We Call Ourselves Yupiik 'Real People'
I lost feeling in my hands hours ago, the tears forced out of my eyes by the whipping wind have frozen to my cheeks, the snowmobile beneath my body jerks and bumps along with such violence I know I will find bruises tomorrow. I bury my face into the back of Matthew Jr., who skillfully dodges through the willow forests and along the frozen rivers used as roads in winter. Another hour goes by as I wonder why I am here, what am I thinking, this is how I will die… we break out into another clearing, and stop on a large frozen river in the shadow of the only mountains for hundreds of miles. I stumble off the back of the snowmobile and take in the scene. Here, hours from any village, are dozens of families laughing, playing, and picnicking while they manaq (ice fish): just a typical Saturday family outing. These are the industrious peoples whose connection to this harsh landscape has passed down through the generations. I am truly an outsider, but here on the ice for the next ten hours, I am an adopted Yup’iik. I have asked to understand what it is to be Yup’iik and slowly I am shown.
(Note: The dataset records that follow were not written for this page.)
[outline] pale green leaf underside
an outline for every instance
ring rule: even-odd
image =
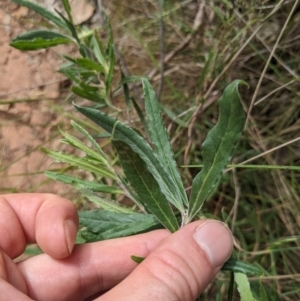
[[[204,166],[192,184],[187,223],[201,209],[206,197],[216,185],[230,161],[244,127],[244,111],[235,80],[226,87],[219,100],[219,120],[208,133],[202,148]]]
[[[147,79],[142,79],[145,107],[148,116],[148,130],[151,136],[151,141],[155,146],[155,152],[164,165],[165,169],[171,175],[175,185],[177,194],[181,195],[181,202],[188,204],[188,199],[183,187],[183,183],[174,160],[172,146],[169,140],[167,130],[165,128],[161,111],[155,95],[155,92]]]
[[[54,24],[56,24],[58,27],[60,27],[62,29],[67,29],[68,28],[63,20],[58,18],[51,11],[47,10],[46,8],[44,8],[41,5],[38,5],[38,4],[34,3],[33,1],[26,1],[26,0],[11,0],[11,1],[16,3],[16,4],[19,4],[21,6],[28,7],[29,9],[35,11],[36,13],[41,15],[43,18],[53,22]]]
[[[168,201],[181,212],[184,211],[182,202],[180,201],[181,195],[177,193],[177,189],[171,176],[143,137],[132,128],[96,109],[80,107],[77,105],[74,106],[79,112],[100,125],[108,133],[112,134],[114,131],[114,138],[116,140],[123,141],[129,145],[130,148],[146,163],[148,170],[157,180],[162,193],[166,196]]]
[[[95,141],[95,139],[82,126],[80,126],[74,120],[71,120],[71,124],[74,129],[76,129],[78,132],[83,134],[92,143],[94,149],[106,160],[104,152],[102,151],[102,149],[100,148],[98,143]]]
[[[234,273],[234,281],[237,284],[241,301],[259,301],[253,297],[248,277],[245,274]]]
[[[126,179],[140,202],[171,232],[178,230],[175,215],[146,164],[127,144],[112,140]]]
[[[81,180],[73,176],[69,176],[66,174],[60,174],[57,172],[45,171],[45,176],[51,178],[56,181],[60,181],[66,184],[70,184],[74,186],[76,189],[89,189],[95,192],[102,192],[102,193],[110,193],[110,194],[123,194],[123,191],[117,189],[113,186],[104,185],[96,182],[90,182],[86,180]]]
[[[17,36],[9,45],[19,50],[38,50],[71,42],[70,37],[58,32],[35,30]]]
[[[87,227],[83,237],[87,242],[124,237],[161,228],[160,222],[151,214],[116,213],[107,210],[79,212],[80,224]]]
[[[111,171],[107,170],[106,166],[99,164],[99,162],[96,162],[93,159],[89,159],[87,157],[81,158],[81,157],[76,157],[74,155],[70,154],[65,154],[61,152],[56,152],[47,148],[41,147],[41,151],[49,155],[50,157],[63,162],[63,163],[68,163],[71,166],[76,166],[79,168],[82,168],[86,171],[95,173],[99,176],[107,177],[110,179],[115,179],[116,176],[114,173]]]
[[[77,147],[78,149],[82,150],[87,155],[91,156],[92,158],[96,159],[97,161],[99,161],[101,163],[106,162],[106,158],[103,157],[102,154],[99,154],[97,151],[93,150],[92,148],[87,146],[85,143],[83,143],[82,141],[77,139],[76,137],[74,137],[66,132],[63,132],[62,130],[60,130],[60,133],[65,137],[68,144],[70,144],[74,147]]]
[[[92,193],[89,190],[82,189],[82,190],[80,190],[80,192],[83,196],[88,198],[89,201],[93,202],[98,207],[101,207],[104,210],[117,212],[117,213],[128,213],[128,214],[135,213],[130,207],[121,205],[114,200],[99,196],[95,193]]]

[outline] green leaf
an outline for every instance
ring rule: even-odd
[[[59,72],[63,73],[64,75],[66,75],[67,78],[69,78],[74,83],[80,84],[80,80],[74,75],[73,72],[69,71],[68,69],[60,68]]]
[[[86,143],[81,142],[79,139],[73,137],[72,135],[63,132],[62,130],[60,130],[60,133],[65,137],[65,139],[68,141],[68,143],[80,150],[82,150],[83,152],[85,152],[87,155],[91,156],[92,158],[96,159],[97,161],[101,162],[101,163],[106,163],[106,158],[105,156],[101,154],[99,154],[97,151],[94,151],[92,148],[90,148],[89,146],[86,145]]]
[[[86,70],[84,68],[77,67],[77,66],[74,66],[74,65],[71,65],[71,64],[68,64],[66,66],[62,66],[59,69],[59,72],[65,74],[71,80],[74,80],[74,77],[75,77],[76,80],[74,80],[74,81],[78,84],[81,83],[80,79],[89,79],[90,77],[95,76],[95,71]],[[71,76],[73,78],[71,78]]]
[[[138,81],[141,81],[142,79],[147,79],[147,77],[146,76],[126,76],[126,77],[122,77],[121,81],[118,83],[118,85],[115,88],[114,92],[118,91],[124,84],[138,82]]]
[[[113,40],[113,34],[110,22],[108,18],[106,18],[106,22],[108,25],[108,34],[109,34],[109,40],[108,40],[108,46],[107,46],[107,61],[109,61],[109,69],[108,74],[106,76],[105,80],[105,86],[106,86],[106,93],[107,95],[110,93],[112,80],[114,77],[114,68],[115,68],[115,50],[114,50],[114,40]]]
[[[99,162],[89,159],[89,158],[81,158],[74,155],[69,155],[61,152],[56,152],[51,149],[47,149],[44,147],[40,148],[42,152],[46,153],[50,157],[63,162],[68,163],[71,166],[76,166],[82,168],[86,171],[95,173],[99,176],[107,177],[110,179],[115,179],[116,176],[111,171],[107,170],[106,166],[100,164]]]
[[[81,211],[80,224],[87,227],[91,235],[87,242],[124,237],[161,228],[151,214],[116,213],[107,210]],[[83,233],[83,237],[84,233]]]
[[[122,77],[122,79],[124,78],[123,72],[121,72],[121,77]],[[130,111],[130,92],[129,92],[129,87],[126,83],[123,84],[123,92],[124,92],[126,109],[127,109],[127,114],[128,114]]]
[[[70,3],[69,3],[69,0],[61,0],[61,1],[63,3],[65,12],[68,15],[69,22],[72,23],[72,24],[74,24],[73,17],[72,17],[72,14],[71,14],[71,6],[70,6]]]
[[[171,232],[178,230],[176,217],[146,164],[126,143],[112,140],[122,169],[141,203]]]
[[[201,209],[206,197],[214,188],[230,161],[244,127],[244,111],[235,80],[225,89],[219,100],[220,116],[208,133],[203,148],[203,169],[193,180],[187,223]]]
[[[104,152],[102,151],[102,149],[100,148],[100,146],[98,145],[98,143],[95,141],[95,139],[82,126],[80,126],[74,120],[71,120],[71,125],[73,126],[74,129],[76,129],[78,132],[80,132],[81,134],[83,134],[85,136],[85,138],[87,138],[92,143],[94,149],[102,157],[106,158]]]
[[[229,258],[222,267],[223,271],[232,271],[235,273],[244,273],[251,276],[262,275],[263,271],[257,266],[235,258]]]
[[[138,103],[135,101],[135,99],[133,97],[130,98],[132,103],[133,103],[133,106],[137,112],[137,114],[139,115],[139,118],[142,122],[142,124],[144,125],[145,129],[147,130],[147,123],[146,123],[146,120],[145,120],[145,117],[144,117],[144,114],[140,108],[140,106],[138,105]]]
[[[141,263],[145,260],[145,257],[131,255],[130,258],[135,261],[136,263]]]
[[[55,14],[53,14],[51,11],[47,10],[41,5],[38,5],[32,1],[26,1],[26,0],[11,0],[12,2],[28,7],[30,10],[33,10],[34,12],[38,13],[43,18],[53,22],[55,25],[62,29],[67,29],[66,24],[58,18]]]
[[[229,287],[227,293],[227,300],[233,301],[233,295],[234,295],[234,273],[230,272],[230,281],[229,281]]]
[[[83,189],[80,191],[82,195],[88,198],[91,202],[101,207],[104,210],[117,212],[117,213],[135,213],[131,208],[123,206],[114,200],[110,200],[108,198],[101,197],[91,191]],[[122,193],[122,191],[121,191]]]
[[[101,103],[104,104],[106,103],[105,99],[102,97],[102,95],[100,95],[100,93],[96,92],[96,91],[87,91],[87,89],[81,88],[81,87],[77,87],[77,86],[73,86],[72,87],[72,92],[75,93],[76,95],[91,100],[93,102],[96,103]]]
[[[103,66],[105,73],[108,73],[109,67],[105,59],[104,50],[102,47],[102,44],[97,36],[97,33],[95,32],[93,37],[91,38],[91,48],[93,50],[93,53],[98,60],[99,64]]]
[[[259,300],[259,301],[268,301],[269,300],[268,294],[264,288],[261,278],[258,281],[251,281],[250,287],[251,287],[251,292],[252,292],[255,300]],[[276,294],[276,292],[274,292],[274,291],[272,293]],[[276,296],[278,298],[276,298],[276,299],[273,294],[272,294],[272,296],[270,296],[272,301],[279,300],[279,297],[277,296],[277,294],[276,294]]]
[[[148,130],[152,143],[155,146],[155,152],[160,162],[171,175],[175,183],[174,188],[177,190],[177,194],[181,195],[180,201],[188,205],[188,199],[182,184],[177,164],[174,160],[174,154],[169,140],[169,135],[161,116],[161,111],[155,92],[147,79],[143,79],[142,84],[144,89],[145,107],[148,116]]]
[[[79,46],[81,46],[81,43],[80,43],[80,39],[78,37],[78,34],[77,34],[77,31],[76,31],[76,28],[73,24],[73,21],[69,21],[62,13],[60,13],[59,11],[56,10],[56,13],[61,17],[61,19],[65,22],[66,24],[66,27],[69,29],[70,33],[72,34],[73,38],[76,40],[77,44]],[[72,17],[72,16],[71,16]],[[80,51],[80,54],[85,57],[85,52],[82,51],[82,49],[79,49]]]
[[[160,109],[175,123],[183,128],[188,127],[188,123],[180,119],[174,112],[172,112],[169,108],[164,106],[162,103],[159,103]],[[192,113],[192,112],[191,112]]]
[[[10,46],[19,50],[38,50],[74,42],[72,38],[49,30],[35,30],[17,36]]]
[[[143,137],[132,128],[98,110],[80,107],[75,104],[74,106],[79,112],[100,125],[108,133],[111,134],[114,131],[114,138],[116,140],[123,141],[130,146],[130,148],[146,163],[148,170],[158,182],[161,192],[166,196],[168,201],[181,213],[184,212],[182,202],[180,201],[181,195],[177,193],[177,189],[171,176],[165,170],[157,155]]]
[[[76,63],[79,67],[82,67],[87,70],[104,72],[104,68],[101,65],[97,64],[96,62],[88,58],[78,58],[76,59]]]
[[[110,193],[110,194],[123,194],[123,191],[117,189],[115,187],[99,184],[96,182],[90,182],[86,180],[81,180],[73,176],[69,176],[66,174],[60,174],[57,172],[45,171],[45,176],[50,179],[60,181],[62,183],[70,184],[74,186],[77,190],[81,189],[89,189],[95,192],[102,192],[102,193]]]
[[[237,284],[241,301],[258,301],[252,295],[248,277],[243,273],[234,273],[234,281]]]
Yup’iik(Yup’ik) Eskimos are the largest group of Alaskan natives still living on their traditional lands and the last to have contact with non-natives. Their civilization has weathered epidemics, missionaries, and outside influences but as a subsistence culture their connection to the land remains firm. Elders who remember life before contact with the outside world are aging but their value system, living in balance with nature, is being passed to a new generation. Now they are fighting to retain their cultural identity as the very land they depend on is transformed by climate change.